Improved Data Collection
There are national surveys on hearing loss, but they are typically very simplified, yes/no question to responders. There are several statewide surveys that do not focus on hearing loss. Many of the goals within our Age-Related Hearing Loss (ARHL) strategic plan require us to provide data to stakeholders to demonstrate why focusing on healthy aging and hearing loss is important.
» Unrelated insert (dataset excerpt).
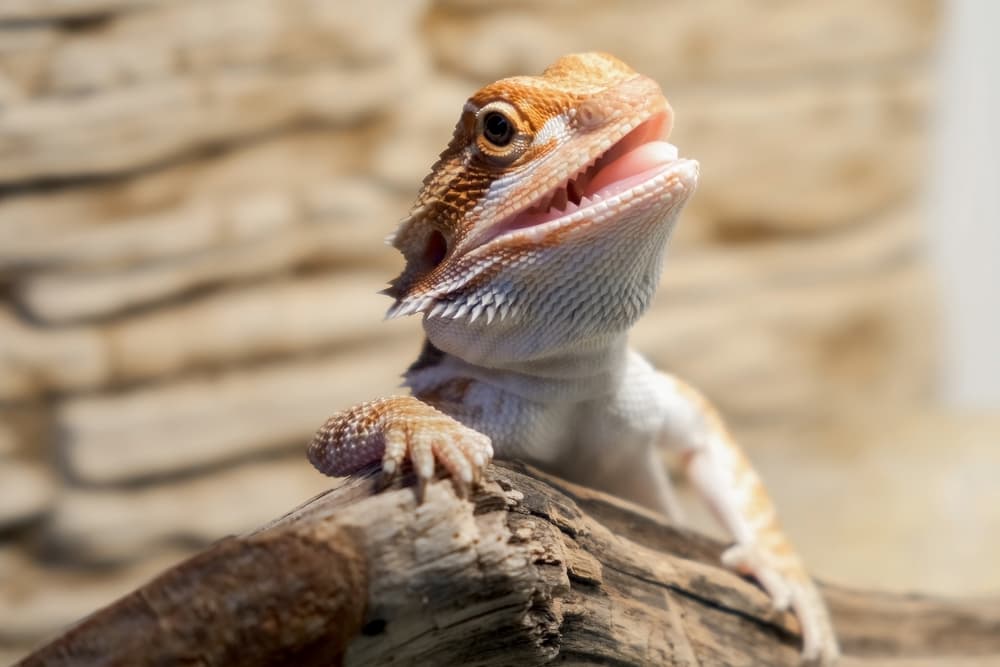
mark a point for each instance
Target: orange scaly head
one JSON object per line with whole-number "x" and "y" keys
{"x": 542, "y": 170}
We determined that we needed to improve data collection to support our mission by asking more specific questions about the age when hearing loss began, if and when responders went to their doctor for help, and additional data that will help us to understand what hearing loss looks like and what barriers people face when they try to get help.
Existing statewide surveys such as the Behavioral Risk Factor Surveillance System (a combined effort between the Federal Center for Disease Control and the Minnesota Department of Health), the University of Minnesota’s Center for Survey Research, and surveys like the American Community Survey either offer minimal data or do not address hearing loss at all.
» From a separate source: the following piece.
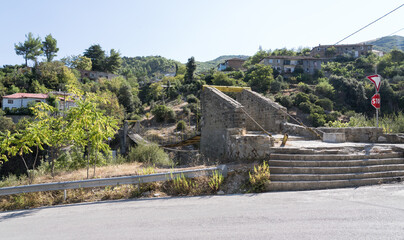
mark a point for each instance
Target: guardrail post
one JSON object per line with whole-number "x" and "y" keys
{"x": 223, "y": 168}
We also wanted to know which industries or occupations are more likely to submit a workers’ compensation claim, an onsite injury claim, or to experience hearing loss at a faster than expected rate.
Who this impacts
- Minnesotans who identify as deaf, deafblind or hard of hearing
- People who may have Age-Related Hearing Loss (ARHL)
- Researchers within the Minnesota Department of Health
- Public health officials
- Current and future legislators
Starting in 2017, we began the process of contracting with the Minnesota Department of Health to add seven questions to their Behavioral Risk Factor Surveillance System (BRFSS) survey. The BRFSS is a year-long survey, which means the data collected throughout 2018 will be published in 2019. We also contracted with the University of Minnesota’s Center for Survey Research to add seven questions to their survey. The results of their survey were published in the first half of 2018.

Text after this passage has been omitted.